As the years in Emerald went by, Annie proved just how fast she was. She proved it on the ground as well as in the air. Her junior year in high school, she won blue ribbons in hundred-yard dashes. More and more ribbons hung from hooks on the walls of her room. She told a classmate who was urging her to join the cheerleading squad, “I don’t want to cheer somebody else on. I want somebody else to cheer me on.” By her senior year, the Emerald High band was doing just that, playing “Annie P. Goode” at track meets, scored to Chuck Berry’s “Johnny B. Goode.” As soon as she walked onto the field toward the starting block, they would start playing:

Go, Annie, go, go, go!

Annie P. Goode!

D. K. Destin dreaded every one of those track meets. He had nightmares that Annie would trip or that someone would knock into her, that she’d suffer some disabling injury (like his own) that would ruin her chance to be accepted at Annapolis where she would learn to fly jets.

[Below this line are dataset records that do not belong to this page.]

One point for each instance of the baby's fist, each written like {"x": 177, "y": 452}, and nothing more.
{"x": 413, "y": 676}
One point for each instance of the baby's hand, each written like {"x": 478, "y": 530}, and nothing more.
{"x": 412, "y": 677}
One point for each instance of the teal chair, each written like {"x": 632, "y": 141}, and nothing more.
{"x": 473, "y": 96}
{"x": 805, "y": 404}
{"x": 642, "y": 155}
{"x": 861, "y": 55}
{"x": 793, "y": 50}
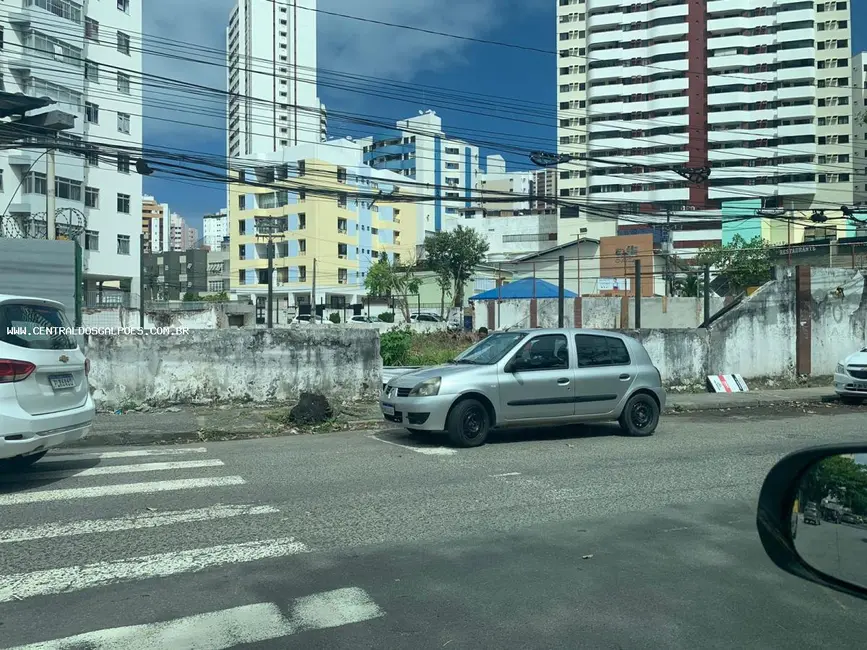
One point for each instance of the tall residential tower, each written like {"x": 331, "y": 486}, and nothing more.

His other nightmare was that her father would return out of the blue and take her away.

But Jack Peregrine never returned and Annie never was injured. In fact, ironically, her success in track was one of the reasons so many colleges, including the Naval Academy, wanted to recruit her.

By the time Annie was twenty-one, she was flying faster and higher than D. K. had ever gone, for by that time she was piloting F-14 Tomcats and then F/A-18 Super Hornets straight up into clouds at an acceleration fast enough to make her bones shake. Her white Navy helmet was stenciled “Lt. Annie P. Goode,” with D. K.’s logo of a black eagle under it, and her white jacket was decorated with commendation ribbons. The only midshipman at the Academy who could fly faster than Annie was the midshipman she married. Brad Hopper.

From the start, D. K. didn’t like Brad. When Annie announced she was marrying her classmate, D. K. bluntly asked her, “He can go fast but can he go slow? If you want to know if he loves you so, it’s in his kiss.”

“Don’t be gross,” Annie told the old flyer.

“Baby, that’s the last of your worries,” he rightly predicted.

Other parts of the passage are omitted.